Since transferring primaryship of an object and its contents requires use of the WAN and associated delays, it should only be used for objects that require synchronized access. ScaleOut GeoServer Pro minimizes data transfers by tracking the version of objects accessed from remote stores so that data transfers can be avoid when the contents have not changed.

Combining Global Data Access and Replication

Mission-critical applications often need to coherently access and update objects at multiple datacenters while maintaining copies at both data centers to protect against WAN or datacenter failures. For example, an ecommerce site that distributes its workload across two datacenters using a global load-balancer needs to store shopping carts that can be coherently accessed at either datacenter. At the same time, a copy of each shopping cart needs to maintained at both datacenters.

ScaleOut GeoServer Pro provides a solution for this challenge with the notify coherency policy. Available for bi-directional use across two datacenters, this coherency policy replicates all changes to an object to the companion datacenter while ensuring coherent access using standard object locking (as described above). This overcomes the limitations of asynchronous data replication and guarantees that applications always see the latest updates when object locking is employed.

When sharing data across a WAN between datacenters, failures to the WAN or a remote datacenter can occur. This is called a split-brain condition. To ensure continuous operations when this occurs, ScaleOut GeoServer Pro allows both datacenters to operate independently. It automatically converts proxy objects using the notify coherency policy to primarys if the remote data center cannot be reached.

A WAN failure can cause duplicate primary copies of an object to be created. When the WAN failure has been corrected, the two data centers will automatically resume shared access to objects. As updates are performed to objects with the notify coherency policy, they are replicated across the WAN to the remote store. In so doing, duplicate primary copies are automatically identified, and the copy with the older update time is removed. This enables both stores to resume shared, synchronized use of a single primary copy for all objects.

Note that resolution of a split-brain condition can cause some updates to be lost. (This is true for all distributed systems that cannot easily merge updates and need to select one of multiple copies when recovering from split brain.) For example, when using the heuristic that selects the object with the latest update time, updates made during the WAN outage solely to the companion object with an older update time will be lost.

Memory Usage

For each object update to be replicated, a descriptor of approximately 320 bytes (not including object metadata) is enqueued in memory within the local StateServer service. (For efficiency, object data is not copied to the replication request queues.) If the rate of object replication is lower than the rate of local object updates or if the remote store cannot be reached, an increasing amount of memory will be consumed within the local SOSS store to buffer these outbound descriptors.

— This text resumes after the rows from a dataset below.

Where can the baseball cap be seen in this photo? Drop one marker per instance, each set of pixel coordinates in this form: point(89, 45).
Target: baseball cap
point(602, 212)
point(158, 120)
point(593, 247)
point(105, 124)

The local SOSS store automatically stops enqueuing replication requests and flushes all enqueued descriptors if the memory consumed for all stored objects and descriptors reaches a specified threshold on any host. This threshold can be set using the repl_threshold configuration parameter (see Configuration Parameters). In this situation, some replication requests will be permanently lost, and the remote store will not receive all objects from the local store. It is important to use a highly reliable and fast communication link to the remote store to avoid interrupting replication and losing object updates.